Owen Lewis ukcrypto at maillist.ox.ac.uk
Thu, 14 Sep 2000 12:34:53 +0100


----- Original Message -----
From: "David Hansen" <davidh@spidacom.co.uk>
To: <ukcrypto@maillist.ox.ac.uk>
Sent: 12 September 2000 11:10
Subject: Re: Trustworthy contacts


> > Too damn right it is. My company owns the data and intellectual
> > property it creates (we do not create personal data). [snip] Conversely,
> > where others send us data (for analysis or whatever) that data is not
> > owned by us but by whichever company sends us the copy.
>
> An excellent example of why a hierachical model will not work. Unless
> you and the other company are controlled by a holding company then
> you don't have the sort of permanent relationship a hierachy implies.
> Rather you make and break relationships as necessary. The public key
> model fits this sort of relationship, the secret key model does not.

Interesting. Certainly one is never in a hierarchical relationship with
customers. Yet PKI offers little of especial for some such relationships.
All one's customers need to communicate securely to one as the provider of a
confidential service; they *never* need to communicate securely with each
other. One needs to hold discrete keys for all one's customers. They only
need to hold the one key to communicate to you. If they lose of mismanage
that key, they can only compromise the security/integrity of information of
importance to them. Use ephemeral keys and the damage is (should be) very
limited, even if the compromise is at the communications hub. The 'supplier'
provides the cipher system and seed keys to those that need them. After
seeding, the cryptosecurity is entirely transparent to the users unless the
link ever needs re-seeding. Seeding and re-seeding can only be initiated
from the hub and then only with authorisation.
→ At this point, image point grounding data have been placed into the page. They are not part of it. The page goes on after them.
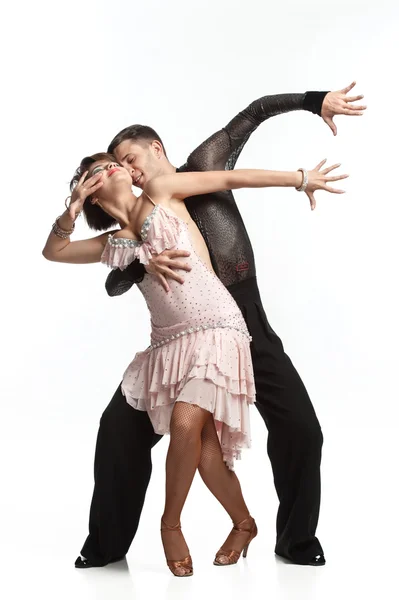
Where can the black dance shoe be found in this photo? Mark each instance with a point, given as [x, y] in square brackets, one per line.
[85, 563]
[317, 561]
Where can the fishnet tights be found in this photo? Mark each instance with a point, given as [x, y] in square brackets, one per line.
[194, 445]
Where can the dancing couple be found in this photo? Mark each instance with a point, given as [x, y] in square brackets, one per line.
[211, 344]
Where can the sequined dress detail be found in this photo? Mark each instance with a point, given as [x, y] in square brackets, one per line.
[200, 344]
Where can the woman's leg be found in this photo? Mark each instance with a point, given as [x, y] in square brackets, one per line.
[226, 488]
[222, 482]
[182, 461]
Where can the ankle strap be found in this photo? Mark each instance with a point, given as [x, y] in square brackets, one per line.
[165, 526]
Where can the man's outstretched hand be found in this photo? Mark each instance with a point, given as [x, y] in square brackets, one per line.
[339, 103]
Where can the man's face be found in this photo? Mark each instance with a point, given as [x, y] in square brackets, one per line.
[141, 160]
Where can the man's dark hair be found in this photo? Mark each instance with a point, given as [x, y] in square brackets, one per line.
[136, 133]
[96, 218]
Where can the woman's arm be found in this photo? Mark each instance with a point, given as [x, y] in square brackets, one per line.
[63, 250]
[183, 185]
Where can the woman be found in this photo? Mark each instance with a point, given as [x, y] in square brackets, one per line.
[195, 380]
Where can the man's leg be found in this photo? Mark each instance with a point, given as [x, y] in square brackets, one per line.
[295, 438]
[122, 470]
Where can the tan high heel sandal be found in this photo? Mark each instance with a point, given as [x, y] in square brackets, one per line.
[179, 568]
[230, 557]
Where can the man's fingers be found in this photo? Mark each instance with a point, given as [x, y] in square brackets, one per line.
[312, 200]
[178, 253]
[337, 177]
[353, 98]
[178, 264]
[349, 87]
[329, 169]
[333, 190]
[353, 111]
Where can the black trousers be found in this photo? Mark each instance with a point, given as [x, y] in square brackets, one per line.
[123, 467]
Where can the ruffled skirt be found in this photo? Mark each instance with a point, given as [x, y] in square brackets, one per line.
[211, 369]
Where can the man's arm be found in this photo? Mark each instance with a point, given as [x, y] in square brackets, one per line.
[118, 282]
[222, 149]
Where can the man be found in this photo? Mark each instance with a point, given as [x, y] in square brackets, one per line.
[125, 438]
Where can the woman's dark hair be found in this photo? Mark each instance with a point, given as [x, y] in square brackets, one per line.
[136, 133]
[96, 218]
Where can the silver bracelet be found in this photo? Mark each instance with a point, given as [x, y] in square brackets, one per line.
[60, 232]
[304, 183]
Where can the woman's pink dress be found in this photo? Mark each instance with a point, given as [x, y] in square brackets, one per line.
[200, 344]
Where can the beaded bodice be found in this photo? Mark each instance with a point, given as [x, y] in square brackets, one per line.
[202, 302]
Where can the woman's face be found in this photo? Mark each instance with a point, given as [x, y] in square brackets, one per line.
[114, 178]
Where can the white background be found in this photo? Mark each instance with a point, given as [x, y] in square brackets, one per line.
[73, 74]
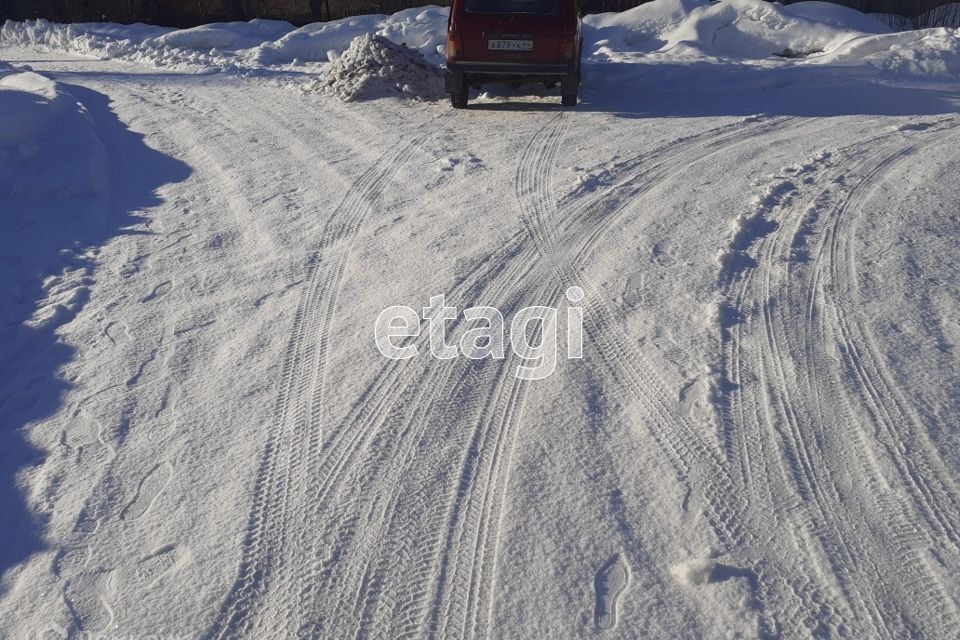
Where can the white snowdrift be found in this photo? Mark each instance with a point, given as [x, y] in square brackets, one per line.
[233, 46]
[837, 15]
[739, 29]
[374, 67]
[659, 31]
[224, 35]
[53, 178]
[753, 30]
[47, 144]
[423, 29]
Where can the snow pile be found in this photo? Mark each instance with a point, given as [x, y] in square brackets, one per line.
[140, 44]
[423, 29]
[47, 144]
[643, 28]
[739, 29]
[838, 16]
[53, 182]
[224, 35]
[695, 572]
[927, 52]
[230, 46]
[374, 67]
[658, 31]
[752, 30]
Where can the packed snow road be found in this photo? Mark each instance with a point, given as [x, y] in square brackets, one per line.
[759, 439]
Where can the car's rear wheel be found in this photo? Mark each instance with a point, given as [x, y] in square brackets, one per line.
[569, 89]
[459, 98]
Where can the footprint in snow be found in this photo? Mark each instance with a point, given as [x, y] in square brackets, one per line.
[610, 583]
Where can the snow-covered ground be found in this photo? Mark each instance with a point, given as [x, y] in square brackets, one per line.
[201, 439]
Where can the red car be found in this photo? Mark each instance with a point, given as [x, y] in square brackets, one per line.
[513, 41]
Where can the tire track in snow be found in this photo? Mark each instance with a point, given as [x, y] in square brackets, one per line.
[935, 518]
[283, 479]
[822, 530]
[372, 582]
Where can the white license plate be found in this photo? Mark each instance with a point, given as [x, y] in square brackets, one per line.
[510, 45]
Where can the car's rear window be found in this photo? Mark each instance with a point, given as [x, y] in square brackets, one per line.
[533, 7]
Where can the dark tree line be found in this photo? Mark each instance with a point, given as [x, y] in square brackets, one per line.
[183, 13]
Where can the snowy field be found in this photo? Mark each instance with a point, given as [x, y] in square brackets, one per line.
[200, 228]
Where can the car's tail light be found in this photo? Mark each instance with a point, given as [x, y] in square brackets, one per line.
[454, 47]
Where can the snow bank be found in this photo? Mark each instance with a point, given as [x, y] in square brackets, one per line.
[229, 46]
[423, 29]
[375, 67]
[224, 35]
[752, 30]
[931, 52]
[53, 178]
[47, 143]
[659, 31]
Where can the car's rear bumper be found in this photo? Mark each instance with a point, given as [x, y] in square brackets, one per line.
[462, 74]
[511, 68]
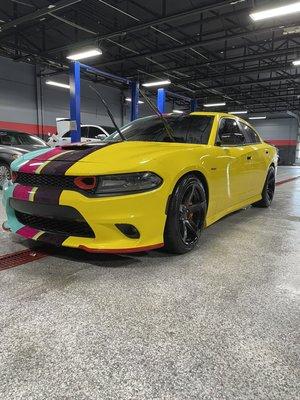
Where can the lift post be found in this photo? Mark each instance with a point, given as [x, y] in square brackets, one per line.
[75, 70]
[161, 99]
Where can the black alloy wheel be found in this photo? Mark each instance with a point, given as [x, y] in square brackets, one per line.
[4, 173]
[186, 215]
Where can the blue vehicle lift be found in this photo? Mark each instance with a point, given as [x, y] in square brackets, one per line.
[75, 70]
[162, 93]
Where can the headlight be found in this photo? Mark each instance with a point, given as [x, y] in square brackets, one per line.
[127, 183]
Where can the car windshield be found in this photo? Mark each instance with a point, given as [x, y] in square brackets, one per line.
[12, 138]
[185, 129]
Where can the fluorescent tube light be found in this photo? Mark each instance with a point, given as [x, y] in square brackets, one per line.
[84, 54]
[129, 99]
[157, 83]
[58, 84]
[276, 12]
[262, 117]
[214, 104]
[178, 112]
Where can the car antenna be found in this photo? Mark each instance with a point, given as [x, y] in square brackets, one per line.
[108, 112]
[153, 108]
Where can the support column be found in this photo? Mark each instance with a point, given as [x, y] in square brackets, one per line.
[161, 100]
[75, 102]
[193, 105]
[134, 111]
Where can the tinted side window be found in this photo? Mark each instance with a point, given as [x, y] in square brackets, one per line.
[199, 130]
[230, 133]
[93, 132]
[85, 131]
[5, 139]
[250, 134]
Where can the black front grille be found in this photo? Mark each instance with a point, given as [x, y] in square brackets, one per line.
[59, 226]
[37, 180]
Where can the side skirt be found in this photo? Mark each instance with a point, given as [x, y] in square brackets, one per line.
[248, 202]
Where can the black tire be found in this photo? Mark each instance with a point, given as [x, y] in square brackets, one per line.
[186, 215]
[4, 173]
[268, 190]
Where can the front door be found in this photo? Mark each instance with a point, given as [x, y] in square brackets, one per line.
[235, 160]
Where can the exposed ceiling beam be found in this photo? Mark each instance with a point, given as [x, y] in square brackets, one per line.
[38, 14]
[138, 27]
[257, 82]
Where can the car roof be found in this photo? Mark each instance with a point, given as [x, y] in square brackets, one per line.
[11, 130]
[220, 114]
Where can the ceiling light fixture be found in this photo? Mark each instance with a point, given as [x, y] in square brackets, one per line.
[238, 112]
[276, 12]
[84, 54]
[129, 99]
[178, 112]
[58, 84]
[214, 104]
[157, 83]
[262, 117]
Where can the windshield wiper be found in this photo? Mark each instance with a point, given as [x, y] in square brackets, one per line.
[153, 108]
[108, 112]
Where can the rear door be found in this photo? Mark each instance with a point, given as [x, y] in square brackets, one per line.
[259, 156]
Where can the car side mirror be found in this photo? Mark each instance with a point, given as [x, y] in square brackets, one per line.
[101, 136]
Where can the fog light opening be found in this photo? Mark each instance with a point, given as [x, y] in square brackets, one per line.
[129, 230]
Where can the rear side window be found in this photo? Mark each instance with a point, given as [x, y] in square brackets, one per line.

> This trading needs to be done quickly, without waiting for key
> material to be delivered from a "trusted" party. There are risks with
> a public key system, these are manageable just like the many other
> risks businesses face.

I think there is a distinction between, on the one hand, securing the
transfer of monetary value and assuring  identity and, on the other hand, a
continual flow of confidential information between trading partners. PKI has
advantages for the former, especially in the b-to-r sector. They do not
offer the same unique advantages in the latter case.